Refreshingly, the advertisement, which naturally appeared only in The Irish Times, contains no ludicrously upbeat hype, of the kind regularly seen in this newspaper's business appointments pages, enticing applicants with promises of fast-track advancement and energetic work practices.

There is no attempt to imply that candidates should be annoyingly confident young visionaries with boundless imagination and ingeniously creative responses to daily challenges. There is no "carrot" held out, no performance-related bonus or the like, to attract the greedy, or those unable to appreciate a job for its intrinsic value.

Perhaps a vague, almost invisible mist of promise hangs over this elegant employment notice; the merest hint that one day, in the far-off future, the current butler just might fade gently into retirement, and his (or is it her?) replacement might then move discreetly upwards in the establishment, without the slightest disturbance on the placid, serene surface of things.

I need hardly add that there is no nonsense about applying by email.

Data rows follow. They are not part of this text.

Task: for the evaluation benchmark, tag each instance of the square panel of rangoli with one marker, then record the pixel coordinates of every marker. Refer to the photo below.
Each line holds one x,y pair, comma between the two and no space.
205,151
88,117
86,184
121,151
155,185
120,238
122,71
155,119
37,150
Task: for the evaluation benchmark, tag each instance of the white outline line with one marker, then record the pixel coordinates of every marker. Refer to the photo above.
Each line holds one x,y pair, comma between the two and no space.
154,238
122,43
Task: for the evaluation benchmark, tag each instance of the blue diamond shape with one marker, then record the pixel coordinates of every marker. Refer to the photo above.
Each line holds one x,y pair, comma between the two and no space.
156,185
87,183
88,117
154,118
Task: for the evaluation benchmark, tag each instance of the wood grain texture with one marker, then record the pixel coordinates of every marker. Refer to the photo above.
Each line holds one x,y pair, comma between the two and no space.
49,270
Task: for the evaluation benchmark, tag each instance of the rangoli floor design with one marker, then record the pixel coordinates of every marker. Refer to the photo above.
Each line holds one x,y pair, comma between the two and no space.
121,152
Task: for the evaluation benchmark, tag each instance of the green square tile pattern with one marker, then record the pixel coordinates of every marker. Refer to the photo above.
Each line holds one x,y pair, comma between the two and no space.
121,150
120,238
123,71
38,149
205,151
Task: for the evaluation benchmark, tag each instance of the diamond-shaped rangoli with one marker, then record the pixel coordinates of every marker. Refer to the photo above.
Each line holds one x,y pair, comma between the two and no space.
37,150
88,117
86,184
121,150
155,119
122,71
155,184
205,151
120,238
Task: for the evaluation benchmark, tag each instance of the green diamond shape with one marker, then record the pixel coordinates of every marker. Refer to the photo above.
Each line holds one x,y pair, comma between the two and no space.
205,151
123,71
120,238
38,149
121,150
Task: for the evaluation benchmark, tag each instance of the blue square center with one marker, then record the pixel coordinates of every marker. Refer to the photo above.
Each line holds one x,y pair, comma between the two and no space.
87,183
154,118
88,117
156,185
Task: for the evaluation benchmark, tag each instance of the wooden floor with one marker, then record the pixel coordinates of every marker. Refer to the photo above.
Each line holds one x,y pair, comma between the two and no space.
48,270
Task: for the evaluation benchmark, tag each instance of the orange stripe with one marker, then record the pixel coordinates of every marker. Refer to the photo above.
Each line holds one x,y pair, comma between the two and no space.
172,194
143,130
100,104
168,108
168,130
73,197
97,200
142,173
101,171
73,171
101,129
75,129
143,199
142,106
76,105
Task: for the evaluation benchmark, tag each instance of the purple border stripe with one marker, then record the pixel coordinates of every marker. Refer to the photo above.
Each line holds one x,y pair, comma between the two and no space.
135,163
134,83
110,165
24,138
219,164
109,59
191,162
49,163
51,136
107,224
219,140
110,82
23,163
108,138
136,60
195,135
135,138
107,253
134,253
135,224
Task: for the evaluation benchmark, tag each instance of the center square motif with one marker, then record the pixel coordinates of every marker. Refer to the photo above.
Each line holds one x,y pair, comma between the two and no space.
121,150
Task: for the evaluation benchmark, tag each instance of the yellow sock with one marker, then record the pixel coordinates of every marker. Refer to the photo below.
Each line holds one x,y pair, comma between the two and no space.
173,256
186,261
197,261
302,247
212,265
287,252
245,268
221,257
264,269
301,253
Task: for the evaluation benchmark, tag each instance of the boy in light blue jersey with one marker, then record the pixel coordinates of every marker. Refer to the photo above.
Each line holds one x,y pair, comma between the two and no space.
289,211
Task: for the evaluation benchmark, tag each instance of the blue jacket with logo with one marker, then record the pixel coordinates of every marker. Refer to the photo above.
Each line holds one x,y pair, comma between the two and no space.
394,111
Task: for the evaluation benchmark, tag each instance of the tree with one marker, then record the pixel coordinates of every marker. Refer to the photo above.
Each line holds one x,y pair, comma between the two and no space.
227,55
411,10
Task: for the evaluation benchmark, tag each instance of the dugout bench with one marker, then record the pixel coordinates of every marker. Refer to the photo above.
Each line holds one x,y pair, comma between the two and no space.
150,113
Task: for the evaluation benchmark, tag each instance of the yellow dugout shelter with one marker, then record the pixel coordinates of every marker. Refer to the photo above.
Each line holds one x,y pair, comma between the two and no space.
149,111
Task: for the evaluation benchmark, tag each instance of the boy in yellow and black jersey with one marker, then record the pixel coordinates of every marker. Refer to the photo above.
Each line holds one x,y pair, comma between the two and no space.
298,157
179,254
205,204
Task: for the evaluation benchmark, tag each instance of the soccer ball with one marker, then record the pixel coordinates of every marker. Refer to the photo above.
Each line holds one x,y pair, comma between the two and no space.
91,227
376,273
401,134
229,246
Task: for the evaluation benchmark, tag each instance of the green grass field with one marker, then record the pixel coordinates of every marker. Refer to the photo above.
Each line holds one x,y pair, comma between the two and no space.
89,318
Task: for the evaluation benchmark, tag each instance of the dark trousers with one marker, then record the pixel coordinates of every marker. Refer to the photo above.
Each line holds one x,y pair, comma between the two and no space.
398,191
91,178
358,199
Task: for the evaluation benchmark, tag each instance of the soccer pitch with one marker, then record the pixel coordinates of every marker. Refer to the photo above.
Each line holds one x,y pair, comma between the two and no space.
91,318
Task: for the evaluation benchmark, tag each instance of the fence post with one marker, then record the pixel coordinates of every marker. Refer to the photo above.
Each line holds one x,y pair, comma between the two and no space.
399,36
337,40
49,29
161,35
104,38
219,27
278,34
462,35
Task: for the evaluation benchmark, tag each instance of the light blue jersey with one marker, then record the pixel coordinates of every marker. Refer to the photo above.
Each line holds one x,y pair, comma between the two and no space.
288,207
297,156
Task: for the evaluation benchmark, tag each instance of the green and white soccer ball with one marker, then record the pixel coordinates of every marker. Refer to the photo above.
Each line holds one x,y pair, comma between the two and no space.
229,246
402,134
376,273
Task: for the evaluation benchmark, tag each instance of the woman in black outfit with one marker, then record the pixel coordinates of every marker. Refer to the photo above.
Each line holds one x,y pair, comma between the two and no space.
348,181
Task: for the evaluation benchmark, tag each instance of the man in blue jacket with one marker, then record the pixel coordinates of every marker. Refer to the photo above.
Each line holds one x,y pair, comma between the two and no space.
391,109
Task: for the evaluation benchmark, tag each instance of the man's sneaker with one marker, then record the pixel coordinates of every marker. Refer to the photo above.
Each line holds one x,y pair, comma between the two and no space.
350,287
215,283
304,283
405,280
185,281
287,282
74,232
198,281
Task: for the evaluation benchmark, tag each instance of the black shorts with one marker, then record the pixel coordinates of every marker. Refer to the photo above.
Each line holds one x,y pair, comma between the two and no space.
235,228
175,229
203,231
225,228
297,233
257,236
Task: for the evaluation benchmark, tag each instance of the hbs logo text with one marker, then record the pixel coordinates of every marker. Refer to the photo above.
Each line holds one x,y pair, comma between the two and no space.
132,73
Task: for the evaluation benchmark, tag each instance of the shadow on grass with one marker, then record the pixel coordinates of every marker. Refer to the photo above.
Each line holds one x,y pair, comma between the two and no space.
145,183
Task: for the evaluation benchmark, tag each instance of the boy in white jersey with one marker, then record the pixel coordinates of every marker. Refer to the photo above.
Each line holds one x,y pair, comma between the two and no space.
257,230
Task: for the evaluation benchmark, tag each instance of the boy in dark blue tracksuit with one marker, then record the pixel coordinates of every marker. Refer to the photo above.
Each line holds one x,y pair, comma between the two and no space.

You don't have to enclose anything so vulgar as an s.a.e. or a plan of how you intend to conquer the world. You can apply by fax or simply hand in your application to the British embassy out on the Merrion Road.

For those who do not know it, the embassy is that large and rather intimidating building on the right-hand side going out of town, a little way past that other nostalgic reminder of the great glory days of Empire, the Royal Dublin Society.

Do not be put off if the greeting at the gates is a little cool. That is the British way. The offhandedness is probably not intentional. And a security element does exist after all. There is no way the receptionist can possibly know you are not a Brit-hating bomb-toting terrorist intent on blowing the building to smithereens. It does not necessarily mean you will not be on a firstname basis with the same person within perhaps 30 years or so.

I should alert prospective candidates at this stage that I have every intention of applying for the post myself. Journalism is, of course, an increasingly vulgar profession, drawing to it the most loud, brash and flamboyant of our young people, and to older practitioners the prospect of a good position in a civilised setting becomes more and more attractive.

It is fortunate then that experience is not considered essential for the job. My considerable age and maturity will be in my favour, but my experience in the area is limited. In fact I have never buttled, even as an assistant. I have never acted as a valet. I did once act (on a foreign stage, thank God) the part of Foigard, a drunken Irish fake priest in Farquhar's The Beaux Stratagem, but I shall not mention that.

I am aware of what a pantry is, or was, but am unclear about "pantry duties". No doubt, if I secure the position, the butler will enlighten me. Waiting and cleaning duties are not beyond me. I fulfil the car ownership requirement, being in possession of a vehicle which is not so new as to imply I would spend my salary in extravagant ways, or so old as to raise the mortifying spectre of a breakdown in the driveway of the ambassador's residence.

If I am offered the job - and I may say I am quietly confident - my demeanour and general behaviour at work will be modelled on that of Stevens, the butler played by Anthony Hopkins in the film of Kazuo Ishiguro's story, The Remains Of The Day.

That is to say I shall carry out my duties meticulously. I shall defer to my betters. I shall know my place. I shall devote myself to a life of service and self-sacrifice. If any disappointments come my way, no one shall know it by my appearance, my conversation or my actions. And if any Emma Thompson-like figure crosses my path, she shall be made aware that I have repressed all emotion for all time. I think I am ready now.